Comment by dmazzoni

1 day ago

I remember at Google at around 2007 - 2009, as Google was massively expanding its data centers, there was a lot of unused capacity, especially during off-hours. Any engineer could run as many jobs as they wanted at zero priority, which means the job would be first in line to be killed if a more important task needed the resource.

I did so many interesting experiments with MapReduces that would run overnight.

For a while, I would even build internal services that were basically "free" because I'd just run them all at priority 0.

Over time those services got less and less reliable as overall usage started to increase, so I was forced to either justify the resources or scale back - but that was a good thing.

I feel like something similar would be a good model for AI token use: big tech companies ought to have their own self-hosted LLM data centers to power their own needs, then let employees use off-hours capacity to experiment.

Outside of experimentation, we should be encouraging token efficiency for everyday tasks. Rather than having a certain number of tokens, engineers should be evaluated based on how much they actually get done.

Using a lot of tokens to automate a process that used to require hours of human labor every week? Good use of tokens, should be encouraged.

Using a lot of tokens to debug an easy frontend bug that could have been fixed by hand, and still took you 4 hours to complete? Waste of tokens, should be discouraged.

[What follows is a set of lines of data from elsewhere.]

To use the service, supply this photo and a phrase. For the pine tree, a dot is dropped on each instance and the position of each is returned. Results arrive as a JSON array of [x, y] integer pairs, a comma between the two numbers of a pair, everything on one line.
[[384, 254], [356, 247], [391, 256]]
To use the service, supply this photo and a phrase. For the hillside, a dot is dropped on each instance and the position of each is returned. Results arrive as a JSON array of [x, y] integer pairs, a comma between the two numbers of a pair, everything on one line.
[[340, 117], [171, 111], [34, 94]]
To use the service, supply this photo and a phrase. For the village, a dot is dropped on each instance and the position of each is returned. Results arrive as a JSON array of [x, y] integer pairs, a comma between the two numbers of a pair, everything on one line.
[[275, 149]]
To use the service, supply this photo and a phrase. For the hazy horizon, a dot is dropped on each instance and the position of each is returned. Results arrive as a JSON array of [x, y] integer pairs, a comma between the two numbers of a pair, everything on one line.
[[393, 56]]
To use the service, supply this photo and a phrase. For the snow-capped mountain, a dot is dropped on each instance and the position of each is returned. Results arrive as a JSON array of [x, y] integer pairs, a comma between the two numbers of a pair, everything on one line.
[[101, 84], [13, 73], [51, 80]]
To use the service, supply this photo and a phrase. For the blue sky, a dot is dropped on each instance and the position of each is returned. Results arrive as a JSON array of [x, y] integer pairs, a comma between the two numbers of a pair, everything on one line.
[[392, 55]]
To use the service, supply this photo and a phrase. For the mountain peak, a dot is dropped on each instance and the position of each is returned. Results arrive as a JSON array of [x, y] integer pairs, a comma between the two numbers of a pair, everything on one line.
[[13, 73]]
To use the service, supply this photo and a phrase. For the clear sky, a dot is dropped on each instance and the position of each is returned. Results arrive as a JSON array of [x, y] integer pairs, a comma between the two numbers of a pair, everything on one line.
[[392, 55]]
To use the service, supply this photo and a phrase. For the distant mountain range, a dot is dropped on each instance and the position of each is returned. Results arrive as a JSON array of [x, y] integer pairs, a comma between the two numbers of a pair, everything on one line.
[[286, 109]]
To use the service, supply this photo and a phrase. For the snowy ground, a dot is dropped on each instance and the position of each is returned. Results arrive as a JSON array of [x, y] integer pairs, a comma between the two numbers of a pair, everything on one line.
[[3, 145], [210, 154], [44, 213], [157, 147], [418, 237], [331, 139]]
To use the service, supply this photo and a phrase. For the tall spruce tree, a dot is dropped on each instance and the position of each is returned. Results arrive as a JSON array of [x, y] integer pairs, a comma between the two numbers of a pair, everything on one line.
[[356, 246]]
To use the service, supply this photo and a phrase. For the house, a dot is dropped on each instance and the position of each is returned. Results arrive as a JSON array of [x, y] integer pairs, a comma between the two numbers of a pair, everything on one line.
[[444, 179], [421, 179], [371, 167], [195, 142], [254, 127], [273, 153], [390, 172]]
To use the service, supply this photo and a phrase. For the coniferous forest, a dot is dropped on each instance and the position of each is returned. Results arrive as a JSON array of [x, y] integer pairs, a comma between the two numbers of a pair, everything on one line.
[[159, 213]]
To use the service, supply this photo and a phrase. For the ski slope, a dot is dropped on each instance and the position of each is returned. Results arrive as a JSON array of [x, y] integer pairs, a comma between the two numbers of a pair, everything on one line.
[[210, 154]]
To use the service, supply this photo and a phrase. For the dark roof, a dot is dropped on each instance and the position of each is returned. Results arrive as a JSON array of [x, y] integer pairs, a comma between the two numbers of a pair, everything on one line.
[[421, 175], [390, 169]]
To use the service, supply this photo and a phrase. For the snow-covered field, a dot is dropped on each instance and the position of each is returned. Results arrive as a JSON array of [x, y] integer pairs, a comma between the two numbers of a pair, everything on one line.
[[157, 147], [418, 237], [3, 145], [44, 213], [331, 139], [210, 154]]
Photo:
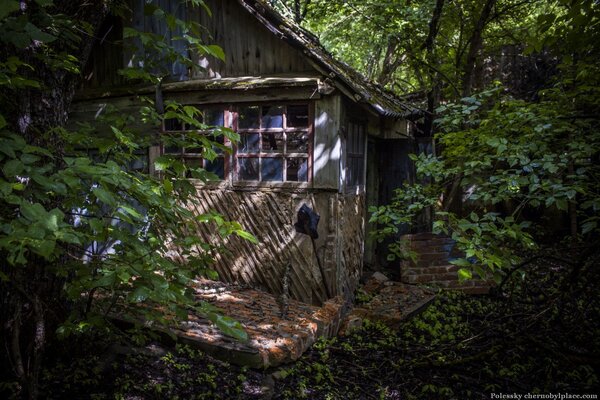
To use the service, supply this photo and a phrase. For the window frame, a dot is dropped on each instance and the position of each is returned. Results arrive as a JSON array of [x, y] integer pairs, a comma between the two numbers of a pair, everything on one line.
[[183, 155], [282, 155], [231, 112]]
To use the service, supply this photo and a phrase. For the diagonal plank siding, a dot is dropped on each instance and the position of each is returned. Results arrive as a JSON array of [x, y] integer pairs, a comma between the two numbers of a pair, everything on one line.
[[269, 216]]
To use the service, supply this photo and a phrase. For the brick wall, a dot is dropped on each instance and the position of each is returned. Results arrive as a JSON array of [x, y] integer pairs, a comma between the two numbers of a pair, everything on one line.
[[432, 266]]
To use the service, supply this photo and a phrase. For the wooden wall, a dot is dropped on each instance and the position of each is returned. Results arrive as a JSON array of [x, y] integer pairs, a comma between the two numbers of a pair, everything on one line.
[[269, 215], [250, 48]]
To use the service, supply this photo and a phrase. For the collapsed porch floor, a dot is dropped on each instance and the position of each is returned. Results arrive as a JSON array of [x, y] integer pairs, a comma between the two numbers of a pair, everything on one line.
[[274, 337]]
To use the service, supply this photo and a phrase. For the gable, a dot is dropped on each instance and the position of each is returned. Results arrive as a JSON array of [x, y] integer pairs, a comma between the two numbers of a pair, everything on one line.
[[250, 48]]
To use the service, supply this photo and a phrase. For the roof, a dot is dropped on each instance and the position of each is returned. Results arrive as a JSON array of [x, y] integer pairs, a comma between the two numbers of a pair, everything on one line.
[[344, 77]]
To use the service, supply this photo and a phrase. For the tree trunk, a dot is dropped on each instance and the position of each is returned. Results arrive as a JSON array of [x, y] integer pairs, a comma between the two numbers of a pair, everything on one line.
[[476, 42], [32, 291]]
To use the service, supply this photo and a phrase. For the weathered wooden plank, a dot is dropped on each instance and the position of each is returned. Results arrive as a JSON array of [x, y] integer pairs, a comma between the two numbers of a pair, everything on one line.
[[327, 143]]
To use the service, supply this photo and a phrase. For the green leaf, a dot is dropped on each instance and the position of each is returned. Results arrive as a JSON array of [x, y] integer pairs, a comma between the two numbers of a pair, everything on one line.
[[7, 7], [45, 248], [246, 235], [464, 274], [140, 294], [229, 326], [104, 196], [33, 212], [13, 168]]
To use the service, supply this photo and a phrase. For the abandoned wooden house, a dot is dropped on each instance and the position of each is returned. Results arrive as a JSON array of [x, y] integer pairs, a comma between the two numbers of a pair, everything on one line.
[[313, 131]]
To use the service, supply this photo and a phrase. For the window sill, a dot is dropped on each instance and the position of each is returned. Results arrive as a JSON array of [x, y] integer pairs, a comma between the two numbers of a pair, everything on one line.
[[276, 185]]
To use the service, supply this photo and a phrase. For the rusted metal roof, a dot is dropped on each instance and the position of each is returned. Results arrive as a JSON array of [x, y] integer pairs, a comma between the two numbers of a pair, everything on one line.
[[344, 77]]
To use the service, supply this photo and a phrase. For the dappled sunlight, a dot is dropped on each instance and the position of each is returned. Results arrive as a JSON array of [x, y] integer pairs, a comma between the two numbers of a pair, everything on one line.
[[273, 338]]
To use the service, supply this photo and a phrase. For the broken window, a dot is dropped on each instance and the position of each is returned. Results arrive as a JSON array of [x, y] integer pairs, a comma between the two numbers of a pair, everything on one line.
[[355, 155], [274, 143], [194, 156]]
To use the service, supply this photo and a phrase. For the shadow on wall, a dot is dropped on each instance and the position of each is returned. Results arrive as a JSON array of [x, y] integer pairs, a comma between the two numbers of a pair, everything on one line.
[[269, 216]]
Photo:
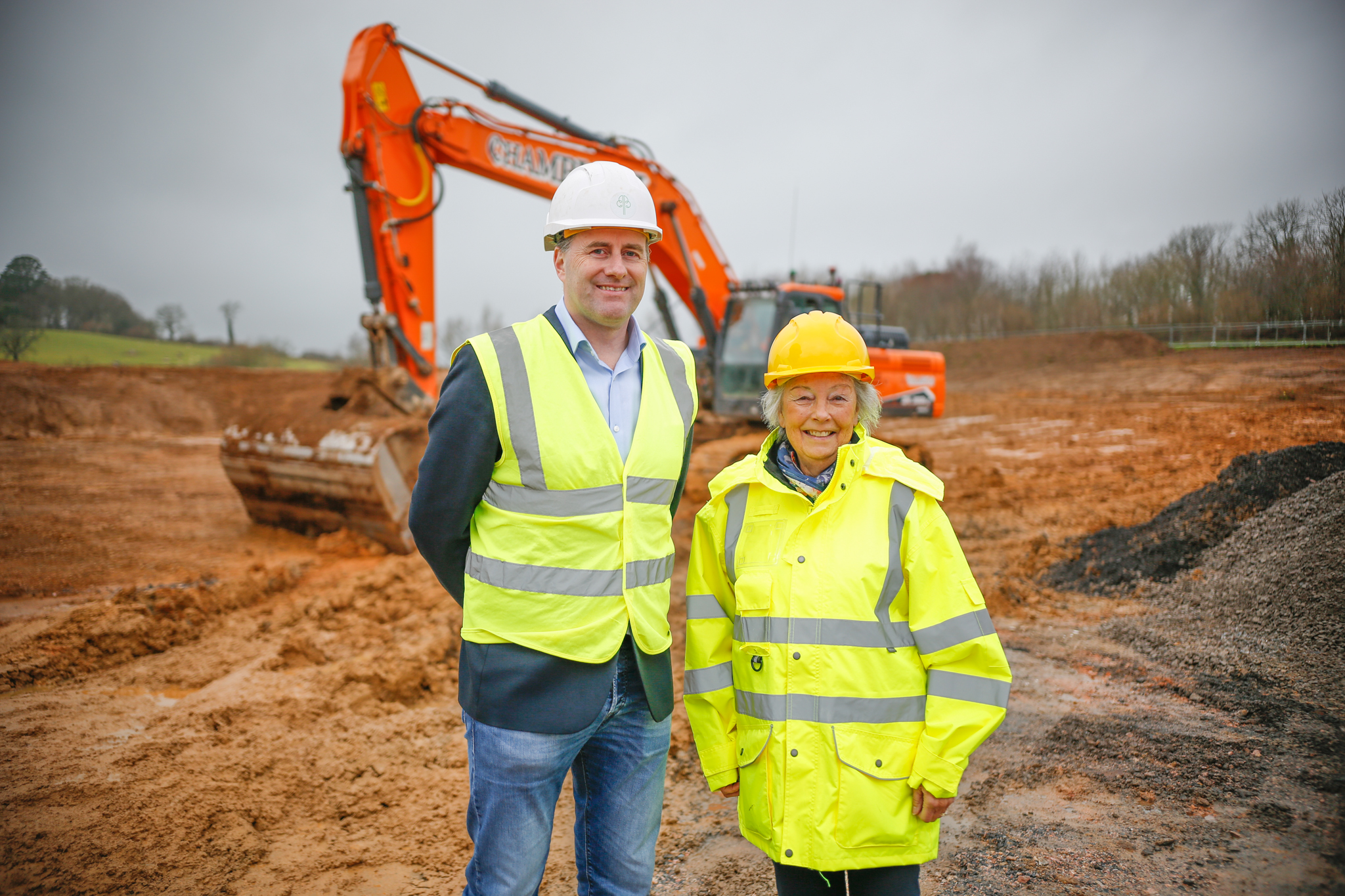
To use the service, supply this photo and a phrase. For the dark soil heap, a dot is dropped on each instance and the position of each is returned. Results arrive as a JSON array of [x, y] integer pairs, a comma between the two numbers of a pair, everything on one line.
[[1268, 603], [1118, 558]]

Don’t think we’ll see similarly logically behaviour from LLM users tbh. A sizeable portion of the user base seems to insist on through opus at every trivial task

Most AI front ends seem to be designed for interactive jobs, so they make it hard to define a job that should be done eventually with zero priority. It makes much more sense to do that with spec-driven development (have work done with the human on the loop rather in the loop), but as far as I know that just isn’t well supported by any front end yet (would be happy to be proven wrong, my experience is with Google front ends).

  • There’s a lot of places where an llm can improve a data pipeline. Like if Claude sonnet was free I’d do a lot of data enrichment.

"Using a lot of tokens to debug an easy frontend bug that could have been fixed by hand, and still took you 4 hours to complete? Waste of tokens, should be discouraged."

Hahahah good luck with that!

For many of us, what is happening now was super obvious. Telling a new formed crack addict (who you wanted to become addicted) to be more thoughtful about their consumption of crack... yeah not gonna work is it.

You’re right of course, but wouldn’t it be more likely that everyone will embrace 10x cheaper Chinese models?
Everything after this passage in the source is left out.